Nodal analysis has been used in the petroleum industry to analyze the performance of production systems composed of interacting components. Conventional nodal analysis typically involves selecting a division point and dividing the system at this point. All of the components upstream of the node are referred to as inflow, while those downstream are referred to as outflow. Flow relationships of inflow and outflow are then solved using their respective computation methods, the results of which are usually termed inflow performance relationship (IPR) and outflow performance relationship, both as functions of flowing pressure and rate. The intersection of these two curves gives the nodal solution.
Conventional nodal analysis, however, has been found to lack accuracy. Traditional IPR using Darcy's flow equation assumes a stationary state of the inflow system, that is, constant reservoir pressure. The depletion of a reservoir, when it should be the result of nodal analysis, is merely modeled by the change of reservoir pressure as an input known a priori. The concept of transient IPR was developed to overcome the inadequacy of traditional IPR through the introduction of time as a variable in the model, typically using well test solutions. IPR models have been developed, for example, for radial flow and fracture flow, and by so doing, transient behavior of the inflow system may be modeled. However, it has been found that transient IPR, as a function of reservoir/well parameters and time only, often falls short of acknowledging the production history. Transient IPR is limited to a single time slice, or snap shot, of the whole production life and may assume a pseudo-steady-state. Production history is either excluded altogether from the model or addressed just from a material balance perspective.
In addition, traditional IPR models that are used widely might only be valid if the real reservoir/well model is as simple as assumed. Nodal analysis is generally performed on a well-by-well basis, and in some cases, no interference effect of neighboring well production is considered, not to mention conducting a nodal analysis simultaneously for multiple wells.
For other applications, reservoir simulation has traditionally been used by reservoir engineers to match history and predict performance of underground reservoir systems having multiple wells.
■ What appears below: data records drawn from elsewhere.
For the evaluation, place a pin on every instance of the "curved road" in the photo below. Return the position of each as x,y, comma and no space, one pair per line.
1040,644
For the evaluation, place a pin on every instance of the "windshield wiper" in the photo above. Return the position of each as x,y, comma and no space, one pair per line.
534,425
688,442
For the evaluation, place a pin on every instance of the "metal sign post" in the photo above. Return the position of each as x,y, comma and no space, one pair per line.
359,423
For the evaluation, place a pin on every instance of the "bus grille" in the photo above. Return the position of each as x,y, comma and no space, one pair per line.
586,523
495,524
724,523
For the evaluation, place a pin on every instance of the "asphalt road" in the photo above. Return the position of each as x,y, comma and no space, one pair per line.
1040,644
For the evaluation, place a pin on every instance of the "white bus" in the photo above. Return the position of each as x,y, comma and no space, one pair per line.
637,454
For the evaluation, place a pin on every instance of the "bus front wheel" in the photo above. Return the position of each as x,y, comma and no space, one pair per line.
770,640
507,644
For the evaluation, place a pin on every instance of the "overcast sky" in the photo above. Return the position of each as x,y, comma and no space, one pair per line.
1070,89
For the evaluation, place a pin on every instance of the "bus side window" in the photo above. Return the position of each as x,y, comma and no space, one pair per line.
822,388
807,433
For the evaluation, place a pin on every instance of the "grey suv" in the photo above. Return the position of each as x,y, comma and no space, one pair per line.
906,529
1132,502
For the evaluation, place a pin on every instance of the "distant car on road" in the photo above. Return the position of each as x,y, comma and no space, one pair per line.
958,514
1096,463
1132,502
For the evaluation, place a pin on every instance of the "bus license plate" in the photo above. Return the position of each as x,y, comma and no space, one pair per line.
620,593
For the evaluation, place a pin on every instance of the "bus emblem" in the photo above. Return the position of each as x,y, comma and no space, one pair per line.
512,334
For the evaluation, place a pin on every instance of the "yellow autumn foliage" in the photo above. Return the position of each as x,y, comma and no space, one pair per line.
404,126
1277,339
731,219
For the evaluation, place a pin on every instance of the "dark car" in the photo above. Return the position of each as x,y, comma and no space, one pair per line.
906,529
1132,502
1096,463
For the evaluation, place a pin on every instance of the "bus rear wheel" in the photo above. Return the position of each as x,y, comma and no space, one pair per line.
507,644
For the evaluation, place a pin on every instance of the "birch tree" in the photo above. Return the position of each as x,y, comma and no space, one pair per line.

However, it has been found that in practice, it takes considerable time and effort to construct reservoir models, and such reservoir models have not been thought to be well suited for use in nodal analysis associated with production operations, particularly due to their reliance on numerical reservoir simulation.
Therefore, a continuing need exists in the art for improved nodal analysis techniques for use in analyzing the performance of nodes in petroleum production systems.